Eight athletes joined the team as freshmen in the fall of 2009, but one by one, runners fell from the pack and the remaining seniors have dwindled to three.

But that may not be so bad.

"We see eye-to-eye on just about everything, so there's not too much discord in trying to figure out how we want to present our goals and our attitude," senior Rebecca Tracy said. "Because there's only three of us, there's less conflict of opinion."

Angela Ryck, who along with Jessica Rydberg rounds out the team's senior leadership, agrees with that assessment.

"Just being on the same page from the start has been helpful," Ryck said. "Last year we had seven seniors, and there was definitely some difference of opinion between them. So having just the three of us has made it really great because there's no confusion that gets passed down to the underclassmen like there was in past years."

Although past upperclassmen didn't always pass on the same advice, Tracy and Ryck say all their older classmates helped them develop over the past three years.

"The seniors in general are usually great for the underclassmen to just watch and learn from," Ryck said. "Even if they're not constantly telling, they're demonstrating.
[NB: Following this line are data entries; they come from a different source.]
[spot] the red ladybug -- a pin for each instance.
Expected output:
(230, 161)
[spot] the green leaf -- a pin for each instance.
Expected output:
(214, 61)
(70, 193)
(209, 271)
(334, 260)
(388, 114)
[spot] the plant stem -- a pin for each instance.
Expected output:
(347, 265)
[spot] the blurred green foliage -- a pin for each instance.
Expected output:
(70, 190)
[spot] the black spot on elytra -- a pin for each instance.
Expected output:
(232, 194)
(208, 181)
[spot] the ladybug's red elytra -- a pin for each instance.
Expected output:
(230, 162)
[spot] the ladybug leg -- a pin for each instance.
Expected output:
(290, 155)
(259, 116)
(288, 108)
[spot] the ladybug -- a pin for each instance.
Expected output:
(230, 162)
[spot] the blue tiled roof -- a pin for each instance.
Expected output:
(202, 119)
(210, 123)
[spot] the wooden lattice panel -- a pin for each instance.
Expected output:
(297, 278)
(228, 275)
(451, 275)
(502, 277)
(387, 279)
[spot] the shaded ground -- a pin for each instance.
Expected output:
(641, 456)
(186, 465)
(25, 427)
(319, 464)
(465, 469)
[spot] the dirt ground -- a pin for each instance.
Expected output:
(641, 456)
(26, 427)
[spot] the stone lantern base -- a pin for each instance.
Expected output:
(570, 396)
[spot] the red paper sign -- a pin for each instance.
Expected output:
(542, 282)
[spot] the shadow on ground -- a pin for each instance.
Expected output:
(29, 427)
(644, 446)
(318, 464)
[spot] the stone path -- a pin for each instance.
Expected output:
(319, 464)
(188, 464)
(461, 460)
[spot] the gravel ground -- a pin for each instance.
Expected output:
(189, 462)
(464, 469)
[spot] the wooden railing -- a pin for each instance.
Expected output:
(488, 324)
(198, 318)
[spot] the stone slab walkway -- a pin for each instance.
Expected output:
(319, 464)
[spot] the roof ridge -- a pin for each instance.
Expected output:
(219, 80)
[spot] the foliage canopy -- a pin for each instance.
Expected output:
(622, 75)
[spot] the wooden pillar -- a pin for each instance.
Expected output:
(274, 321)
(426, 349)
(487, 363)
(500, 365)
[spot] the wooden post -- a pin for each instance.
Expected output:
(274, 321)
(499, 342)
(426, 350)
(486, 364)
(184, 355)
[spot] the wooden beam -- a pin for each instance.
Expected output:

So I think that's one of the real strengths of our team, that every year no matter who they are or how many [seniors we have], we don't feel like we're in a deficit."

Both Ryck and Tracy singled out 2011 graduate Erica Watson as an upperclassman who helped them as younger runners.

"I think Erica Watson probably had the biggest effect on me as an upperclassman to an underclassman" Tracy said. "Just the way she was able to pick people out after workouts for the positive things they had done, just the little accomplishments. Little things like that really made a difference to me when I was an underclassman."

But even the most supportive upperclassmen couldn't convince every struggling underclassman to stick with the team. Some no longer wanted to balance hours of schoolwork with hours of training, some couldn't avoid injuries while training at the level required for Division I competition and some decided that they had other interests that they would rather devote their time to.

"I think what kept the three of us around is that we never really gave ourselves the option - it never occurred to us to not compete here," Ryck said. "The other two seniors, they've been top competitors for us from the start, and freshman year I felt so in-over-my-head, and I felt like I was the slowest person on the team - and I was one of the slower people - but it just never really occurred to me to quit."

Tracy, Ryck and Rydberg haven't often trained as a group due to their differing strengths as runners, but their shared attitudes have carried them through three years of running together.

"Traditionally we've run in different groups: Jessica's a 10k runner, Angela's more of an 800 runner and I've been somewhere in the middle," Tracy said. "But I think we each have the same level of commitment and the same love for what we do. I think that's an unspoken, shared thing, how much we love what we're doing and we want to share it with everyone else."

The seniors will lead the way as Notre Dame prepares for the National Catholic Championship, its first home meet of the year, on Sept. 14.